間髪入れずに視界が開ける。青々と覆い茂った冬を感じさせない草原と、その草を食む動物たち、牧歌的な雰囲気の建物が印象的な、第三十五層主街区だ。日中フィールドへ出ていたプレイヤーたちが帰路につく時間帯と重なったため、行き交う人の量はそれなりに多く見える。
「えっと、マサキ君は……」
「――あ、いました! あそこです!」
辺りをキョロキョロと見回してマサキ君を探していると、シリカちゃんが広場の出入り口付近を指差して声を上げた。遅れてわたしがその指の先に、広場入り口のアーチに背を預けているワイシャツとスラックス姿を見つけ、た時には既に、シリカちゃんは人ごみをかき分けてそちらへ向かっていた。マサキ君の姿を見失わないように注意しながら、その後を追う。
「悪かったな、途中で抜けて」
シリカちゃんからほんの少し遅れてマサキ君のもとに着くと、彼はアーチから背中を離し、初めて見たときから全く変化のない事務的な口調と表情で開口一番にそう言った。
「いえ、全然大丈夫です! 帰りは敵とも殆ど戦いませんでしたし」
「マサキ君の用事は、もう終わったの?」
わたしが尋ねると、マサキ君は小さく頷く。
「ああ。それじゃ、早速ピナを蘇らせ……ると言っても、これだけ人が多いとな。
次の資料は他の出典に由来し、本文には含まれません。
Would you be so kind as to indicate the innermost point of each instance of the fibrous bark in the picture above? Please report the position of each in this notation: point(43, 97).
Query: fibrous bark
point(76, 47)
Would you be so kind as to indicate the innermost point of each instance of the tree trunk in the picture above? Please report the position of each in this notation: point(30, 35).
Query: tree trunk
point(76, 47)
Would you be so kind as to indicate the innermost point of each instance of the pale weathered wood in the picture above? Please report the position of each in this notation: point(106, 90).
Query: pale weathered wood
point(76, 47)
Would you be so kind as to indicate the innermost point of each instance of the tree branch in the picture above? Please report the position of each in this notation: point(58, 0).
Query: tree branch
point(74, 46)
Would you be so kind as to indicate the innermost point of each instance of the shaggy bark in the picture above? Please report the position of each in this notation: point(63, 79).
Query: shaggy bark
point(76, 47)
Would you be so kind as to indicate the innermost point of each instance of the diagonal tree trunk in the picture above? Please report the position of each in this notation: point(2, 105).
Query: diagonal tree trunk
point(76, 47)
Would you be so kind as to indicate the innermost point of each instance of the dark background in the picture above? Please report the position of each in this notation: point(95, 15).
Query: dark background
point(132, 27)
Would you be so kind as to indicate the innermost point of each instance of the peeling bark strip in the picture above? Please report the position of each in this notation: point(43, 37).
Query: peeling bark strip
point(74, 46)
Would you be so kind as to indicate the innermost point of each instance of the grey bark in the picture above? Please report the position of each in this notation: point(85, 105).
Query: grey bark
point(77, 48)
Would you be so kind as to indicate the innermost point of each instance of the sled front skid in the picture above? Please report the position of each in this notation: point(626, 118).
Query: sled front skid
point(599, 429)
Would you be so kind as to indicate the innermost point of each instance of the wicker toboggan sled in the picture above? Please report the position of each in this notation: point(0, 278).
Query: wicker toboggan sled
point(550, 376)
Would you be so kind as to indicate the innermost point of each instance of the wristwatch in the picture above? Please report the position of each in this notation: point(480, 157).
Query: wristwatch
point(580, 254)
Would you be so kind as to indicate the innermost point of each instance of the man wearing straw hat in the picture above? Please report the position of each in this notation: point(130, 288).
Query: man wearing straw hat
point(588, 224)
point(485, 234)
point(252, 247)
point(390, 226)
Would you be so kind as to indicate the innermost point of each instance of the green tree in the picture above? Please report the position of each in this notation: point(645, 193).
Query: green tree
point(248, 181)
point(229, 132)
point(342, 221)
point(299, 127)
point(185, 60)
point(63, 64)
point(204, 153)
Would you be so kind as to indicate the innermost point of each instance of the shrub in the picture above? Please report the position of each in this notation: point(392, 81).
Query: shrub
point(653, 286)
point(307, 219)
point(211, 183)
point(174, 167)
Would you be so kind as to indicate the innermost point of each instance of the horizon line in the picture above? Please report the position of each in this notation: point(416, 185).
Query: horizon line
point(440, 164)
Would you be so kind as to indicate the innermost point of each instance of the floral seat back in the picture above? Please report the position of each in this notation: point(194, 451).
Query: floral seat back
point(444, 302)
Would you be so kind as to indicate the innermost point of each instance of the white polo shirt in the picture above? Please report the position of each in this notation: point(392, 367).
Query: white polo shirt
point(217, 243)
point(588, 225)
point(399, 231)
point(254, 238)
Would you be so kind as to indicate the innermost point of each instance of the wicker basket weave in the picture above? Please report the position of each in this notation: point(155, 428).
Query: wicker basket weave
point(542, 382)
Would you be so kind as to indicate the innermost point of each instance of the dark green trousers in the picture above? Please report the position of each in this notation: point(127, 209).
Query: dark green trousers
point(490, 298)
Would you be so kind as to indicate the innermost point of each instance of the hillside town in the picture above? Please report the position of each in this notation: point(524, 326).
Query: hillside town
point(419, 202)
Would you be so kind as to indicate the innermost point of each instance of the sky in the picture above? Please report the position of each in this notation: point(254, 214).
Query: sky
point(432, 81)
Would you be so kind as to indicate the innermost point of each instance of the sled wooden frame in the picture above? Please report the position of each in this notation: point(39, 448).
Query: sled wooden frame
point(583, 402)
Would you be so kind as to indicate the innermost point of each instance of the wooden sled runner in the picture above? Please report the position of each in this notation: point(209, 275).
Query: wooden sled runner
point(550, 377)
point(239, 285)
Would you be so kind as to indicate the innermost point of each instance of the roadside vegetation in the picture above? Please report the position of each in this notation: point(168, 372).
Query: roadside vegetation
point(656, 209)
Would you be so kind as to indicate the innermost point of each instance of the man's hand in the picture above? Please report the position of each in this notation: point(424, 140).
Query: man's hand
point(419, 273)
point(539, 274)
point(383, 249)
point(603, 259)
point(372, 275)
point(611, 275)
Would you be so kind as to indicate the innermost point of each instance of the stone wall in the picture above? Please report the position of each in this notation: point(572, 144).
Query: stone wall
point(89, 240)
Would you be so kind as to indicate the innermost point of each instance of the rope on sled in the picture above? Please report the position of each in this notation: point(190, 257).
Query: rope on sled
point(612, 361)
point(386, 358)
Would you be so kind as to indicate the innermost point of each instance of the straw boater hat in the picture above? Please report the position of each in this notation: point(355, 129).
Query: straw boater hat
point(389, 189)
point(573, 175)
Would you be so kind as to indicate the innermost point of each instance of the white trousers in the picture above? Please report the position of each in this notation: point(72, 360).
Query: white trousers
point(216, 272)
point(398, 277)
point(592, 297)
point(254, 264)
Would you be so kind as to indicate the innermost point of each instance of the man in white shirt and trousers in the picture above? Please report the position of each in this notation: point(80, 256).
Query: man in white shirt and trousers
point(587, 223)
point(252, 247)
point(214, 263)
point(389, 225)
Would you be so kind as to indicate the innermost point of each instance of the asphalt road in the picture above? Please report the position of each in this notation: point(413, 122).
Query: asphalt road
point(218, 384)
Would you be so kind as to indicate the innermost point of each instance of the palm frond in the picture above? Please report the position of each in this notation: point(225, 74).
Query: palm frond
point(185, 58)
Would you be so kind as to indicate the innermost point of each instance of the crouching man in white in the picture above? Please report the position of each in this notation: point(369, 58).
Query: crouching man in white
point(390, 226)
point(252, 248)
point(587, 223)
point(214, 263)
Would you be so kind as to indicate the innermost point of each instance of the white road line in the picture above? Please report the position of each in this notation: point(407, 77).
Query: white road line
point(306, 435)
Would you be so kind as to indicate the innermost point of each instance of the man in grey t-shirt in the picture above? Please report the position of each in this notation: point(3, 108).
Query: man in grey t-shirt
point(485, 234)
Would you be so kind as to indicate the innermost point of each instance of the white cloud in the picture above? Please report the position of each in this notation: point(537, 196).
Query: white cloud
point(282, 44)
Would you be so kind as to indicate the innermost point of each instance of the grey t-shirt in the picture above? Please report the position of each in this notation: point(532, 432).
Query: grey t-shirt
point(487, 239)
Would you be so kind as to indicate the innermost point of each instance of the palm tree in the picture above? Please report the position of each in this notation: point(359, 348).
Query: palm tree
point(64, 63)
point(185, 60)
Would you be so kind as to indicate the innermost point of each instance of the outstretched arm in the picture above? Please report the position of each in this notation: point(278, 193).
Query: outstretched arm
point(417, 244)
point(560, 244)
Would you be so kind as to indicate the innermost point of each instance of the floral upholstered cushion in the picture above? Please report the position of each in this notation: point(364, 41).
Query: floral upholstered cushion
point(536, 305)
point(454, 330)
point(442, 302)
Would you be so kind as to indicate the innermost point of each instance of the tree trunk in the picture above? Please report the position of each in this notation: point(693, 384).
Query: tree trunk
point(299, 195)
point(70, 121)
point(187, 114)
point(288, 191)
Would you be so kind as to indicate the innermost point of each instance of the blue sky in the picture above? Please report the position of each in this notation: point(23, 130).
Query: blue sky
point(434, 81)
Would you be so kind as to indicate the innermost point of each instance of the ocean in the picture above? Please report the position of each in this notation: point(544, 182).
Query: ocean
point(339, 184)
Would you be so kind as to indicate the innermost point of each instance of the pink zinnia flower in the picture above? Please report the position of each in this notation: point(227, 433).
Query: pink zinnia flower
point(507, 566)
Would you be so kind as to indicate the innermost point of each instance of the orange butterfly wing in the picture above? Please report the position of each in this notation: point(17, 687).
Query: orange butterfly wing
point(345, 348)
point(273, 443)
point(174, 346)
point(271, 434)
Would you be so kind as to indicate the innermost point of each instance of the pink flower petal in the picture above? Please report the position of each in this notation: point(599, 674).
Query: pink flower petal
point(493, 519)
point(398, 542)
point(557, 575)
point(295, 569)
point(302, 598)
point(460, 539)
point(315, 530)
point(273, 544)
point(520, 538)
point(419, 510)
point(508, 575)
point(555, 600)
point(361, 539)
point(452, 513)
部屋に戻ってからにするか」
「はい! そうと決まれば、早く帰っちゃいましょう!!」
元気な声と満面の笑顔でシリカちゃんは答えると、そのまま早足で歩き始めた。今にも走り出してしまいそうなのを必死に堪えている後ろ姿が微笑ましくて、思わずクスリと笑いながら追いかける。
……けれど、そんな表情とは裏腹に、わたしの足取りは重かった。だって、ピナを蘇らせることは、同時にこの冒険の終わりとわたしたちの別れとを意味してしまうから。
――この三日間の冒険は、今までの中で、わたしにとって一際特別なものだった。今まで作り上げてきた《エミ》が、意識的に作り上げてきた虚構だと知ってなお、一緒にいてくれた二人。他人と同じ部屋で夜遅くまでお喋りしたり、お茶を飲んだりしたことなんて、この世界に囚われて以降初めてのことで、とても楽しかった。だからこそ、ピナは絶対に助けたいと思ったし、無事にプネウマの花を入手できたことは、自分のことのように嬉しかった。
でも……。
「エミさーん! 早く早く! おいてっちゃいますよー!」
その声にはっとしていつの間にか地面に落ちていた視線を上げると、二人はもう一つ先の曲がり角に差し掛かっていた。
「あ、ごめんなさい!」
「いえいえ。さあ、もうすぐです! 行きましょう!」
急いで駆け寄ると、シリカちゃんは楽しそうに宿の方向を指差して歩き出した。
ずんずんと進んでいくシリカちゃんの背中。わたしの視線と思考は、すぐに元の場所へ戻ってしまう。
これで、わたしたちは解散することになる。そうなれば、わたしはまた独りだ。
今までは、中層の人たちに恩を押し売り歩き、代わりに寂しさを誤魔化させていた。けど、結局、わたしが独りなのは変わらなくて。……そのことに気付いてしまった今、わたしは以前みたいに笑っていられるだろうか?
「……無理、だよね」
声と言うより、息遣いに近い音で呟く。そもそも、わたしは自分のエゴのために偽善を押し付けていたのだ。それをこのまま、孤独から必死に目を背けて作り笑いを浮かべ続けることは、今更かもしれないけれど、できそうにない。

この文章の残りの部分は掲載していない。